This article on ways to tackle humanitarian crises in cities and urban environments (generally due to armed conflicts and natural disasters) is based on a report published by ALNAP, for the RedR Shelter in Urban Emergencies Training Pilot.
It looks at examples worldwide to determine the best approaches to build effective humanitarian interventions and assistance programmes.
Context is everything (or the importance of localised solutions)
Shelter and settlements are core aspects of response to urban crises. The report highlights the importance of having a thorough understanding of the urban environment and system specific to each humanitarian crisis.
When dealing with shelters and settlements of refugees or displaced populations, donors and organisations must bear in mind the many repercussions of the humanitarian crisis generated, such as:
Violence against women (known as “GBV prevention” for Gender-Based Violence)
“WASH”: water, hygiene and sanitation issues
Disaster relief and preparedness
In this sense, shelters can become a key area of economic recovery as reconstruction stimulates the growth of local jobs.
Preventing flaws in humanitarian aid
Urban development: a fragile and chaotic enterprise
As urban areas grow, so do slums – in many areas slums account for up to a third of the urban population. Slums frequently accommodate more vulnerable displaced populations, with no family ties or financial capital with which to seek alternatives.
Slums are often located on land vulnerable to hazards, with insecure tenure. Defining slums can be tricky and they may be more easily understood as a list of characteristics, such as:
Lack of basic services (running water, electricity, public transport)
Insecure land tenure
Populations often move between urban and rural areas, as well as within an urban area. Those who arrived most recently, whether displaced or pre-disaster migrants, often have the greatest ties between them.
While it is important for humanitarian organisations to recognise the different types of urban areas, the focus should be on understanding and adapting to the complexity of urban areas, rather than attempting to define and categorise.
Urban areas make humanitarian assistance more difficult because of their large overall infrastructure, complex land tenure and ownership systems as well as administrative structures. Urban environments rely on a variety of factors and networks.
They are adaptable and flexible, but also more fragile, which has a huge impact on response and recovery to disasters – whether man-made (e.g. armed conflicts) or natural.
Post-disaster strategies and opportunities
Over time, humanitarian organisations have developed a wide range of strategies to help setting up temporary urban shelters and settlements, including
Cash for work
Working with the private sector
Urban areas often provide more opportunities to work with the private sector. Partnering with private sector organisations can improve the speed and scale of the response, the cost effectiveness, access to technology and technical know-how.
Humanitarian experts should also be aware of the drivers for private sector actors, and consider the potential benefits and risks of these partnerships.

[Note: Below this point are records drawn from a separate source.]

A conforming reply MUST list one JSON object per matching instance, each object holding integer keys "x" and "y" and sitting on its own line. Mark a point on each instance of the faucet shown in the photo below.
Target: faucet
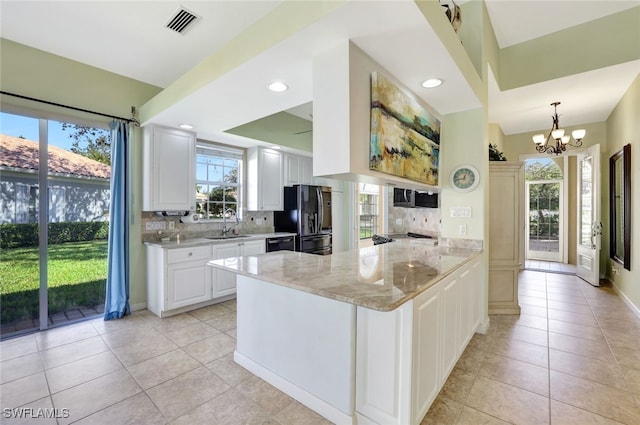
{"x": 226, "y": 229}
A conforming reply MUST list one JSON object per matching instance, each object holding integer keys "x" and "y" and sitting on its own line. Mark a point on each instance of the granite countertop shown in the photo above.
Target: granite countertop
{"x": 197, "y": 241}
{"x": 381, "y": 277}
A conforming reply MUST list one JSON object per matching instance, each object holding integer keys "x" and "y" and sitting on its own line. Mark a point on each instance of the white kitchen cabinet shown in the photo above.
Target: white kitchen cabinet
{"x": 404, "y": 357}
{"x": 265, "y": 179}
{"x": 168, "y": 169}
{"x": 224, "y": 282}
{"x": 177, "y": 278}
{"x": 297, "y": 170}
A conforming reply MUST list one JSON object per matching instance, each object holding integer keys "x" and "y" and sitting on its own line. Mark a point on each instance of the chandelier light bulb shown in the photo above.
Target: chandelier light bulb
{"x": 539, "y": 139}
{"x": 579, "y": 134}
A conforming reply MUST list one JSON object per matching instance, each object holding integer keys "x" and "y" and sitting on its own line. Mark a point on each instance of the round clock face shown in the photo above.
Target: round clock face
{"x": 464, "y": 178}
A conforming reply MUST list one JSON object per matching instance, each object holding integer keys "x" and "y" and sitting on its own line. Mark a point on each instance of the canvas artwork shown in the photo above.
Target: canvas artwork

For example, private sector actors may wish to engage in disaster response to get access to new markets, gain policy-making influence, to improve their image and to give back to the community.
Successful recovery and reconstruction is often dependent on decisions made early in a response, making it important to consider long-term and permanent solutions as early as possible. Without a pre-established process for families affected by humanitarian crises to return to safe and permanent homes, emergency shelter could end up as permanent slums.
Shelter at the centre…
Shelter is an important aspect of economic recovery; safe and decent housing boosts the recovery of most other sectors as it stimulates the economy and regenerates the local job market. Shelter should be at the centre of humanitarian interventions in cities.
Post-disaster shelter recovery is also an opportunity to reduce risks and vulnerability, reinforce security of tenure and to better include vulnerable people such as renters, squatters, and women in housing programmes.
… alongside communities
Communities should be at the centre of recovery policies from the beginning, in order to help determine priorities and identify solutions that address community and cultural needs.
The community can be involved through ‘community contracting’, whereby funds are placed in the hands of the participating and engaged community, who develop skills that can later be used to generate income.
In urban areas, it is more effective to work neighbourhood by neighbourhood due to the high density and diversity of neighbourhoods in a city. Urban recovery programming requires a solid context analysis, which includes an understanding of the economy (including cash and markets), its complexity, diversity, informality and fluidity.
Humanitarian aid organisations should optimise opportunities for communication, participation and inclusive urban governance by establishing a systemic and strategic approach.